With initial estimations pre-ICO as well as developing projections post-ICO, it is vital that the company does not over-reach on its promises in a bid to attract buyers. Modest but achievable objectives will achieve trust between the company and its token-holders, and while bold claims might gather investors initially, it will only backfire when it appears that the company cannot keep to its goals.
Although it’s prudent to keep expectations modest, it’s always best to be prepared for success. Scalability is a major concern for any blockchain token, and investors will want to know how the application will be managed as users and transactions increase.
Keeping Investors Informed
It may seem proficient to show only the leap from start-up to fully-fledged operational business, but users know this is not realistic. Giving token-holders regular updates about how applications are developing and how the business is working to reach its goals creates transparency and trust between both parties.
SEO, Marketing, and Social Media Engagement
A business that exists in its own vacuum is unlikely to enjoy prolonged success, particularly when it is still in its infancy. Communication is key. Without it, it is easy for users to allow a company to fall by the wayside.
As the website is developed, particularly with relevant blog posts and articles, SEO keywords will power further growth. Without them, new users are unlikely to find the site by chance from search engines.

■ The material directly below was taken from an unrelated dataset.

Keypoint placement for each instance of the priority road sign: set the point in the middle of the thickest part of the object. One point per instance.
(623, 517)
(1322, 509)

Many companies often forego social media interactions in favour of developing software and an impressive website, but social media engagement is vital for business development. The public’s trust in the brand is cemented with regular updates, whether that’s through newsletters for token-owners, social media posts for those interested in the brand, or on appropriate third party websites (such as cryptocurrency blogs) to reach a new audience. This also creates a community, which encourages use of the application.
Live chats, webinars, and AMAs (Ask Me Anything) on sites such as Reddit are also excellent ways of interacting with people in a more personal fashion, so that they are able to not only get direct answers to specific questions but also get to know the human element behind the brand.

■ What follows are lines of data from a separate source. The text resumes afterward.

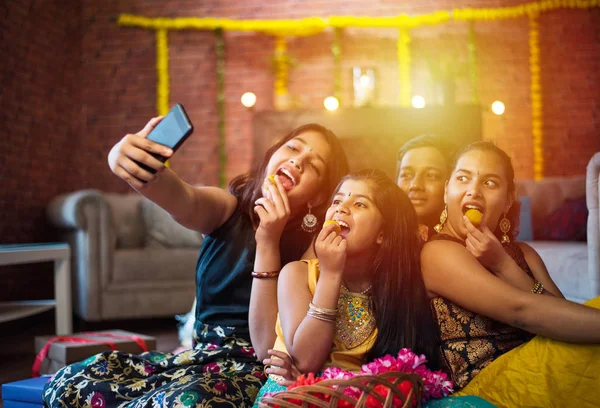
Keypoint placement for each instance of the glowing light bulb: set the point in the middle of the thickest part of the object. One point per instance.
(365, 81)
(248, 99)
(331, 103)
(418, 102)
(498, 107)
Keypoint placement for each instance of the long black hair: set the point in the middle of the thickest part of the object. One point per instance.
(401, 306)
(514, 212)
(247, 189)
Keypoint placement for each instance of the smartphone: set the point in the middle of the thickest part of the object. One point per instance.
(172, 131)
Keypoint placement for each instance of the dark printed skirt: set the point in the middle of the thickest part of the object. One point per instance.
(221, 371)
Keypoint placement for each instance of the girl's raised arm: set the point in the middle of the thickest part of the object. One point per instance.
(308, 340)
(539, 270)
(450, 271)
(203, 209)
(307, 337)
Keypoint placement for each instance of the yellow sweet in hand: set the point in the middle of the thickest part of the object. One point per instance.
(474, 216)
(337, 229)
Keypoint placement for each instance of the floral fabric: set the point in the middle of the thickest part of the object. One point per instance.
(221, 371)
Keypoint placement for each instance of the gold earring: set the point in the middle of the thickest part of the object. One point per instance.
(443, 218)
(504, 227)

Proper Documentation and Legislation Compliance
Legislation compliance is perhaps not the primary factor that an investor will consider before buying tokens, but it makes a massive difference when the application develops from pre-ICO to post-ICO. Tezos, which raised $232 million in its ICO, has failed to launch and is facing multiple lawsuits, as well as its co-founder being recently fined $20,000 and banned from broker-deal interaction for two years due to a failure to disclose outside business activities.
ICOs are particularly attractive to hackers, and it’s important to not only follow through on promises made in the whitepaper, but also react to newly developing threats. Some businesses content themselves with placing protections against threats without considering what would happen if there was a successful attack. A crisis plan is an extra layer of security, both so that developers are aware of how to react if something goes wrong and for increased confidence from token-holders.
It’s impossible for one team of developers to be aware of all possible attack techniques or flaws in their system: Interactions with the rest of the cryptocurrency community are effective ways of highlighting any weaknesses that may not have been spotted or factored in.
Ultimately trust is the primary currency exchanged between the business and its investors, and with the purchasing of a token the buyer is placing their trust in the company, which can be repaid with transparency, developmental and business updates, and adhering to promises made. BitRewards’ transparency and openness is instrumental in gaining trust from its users, and with trust comes loyalty.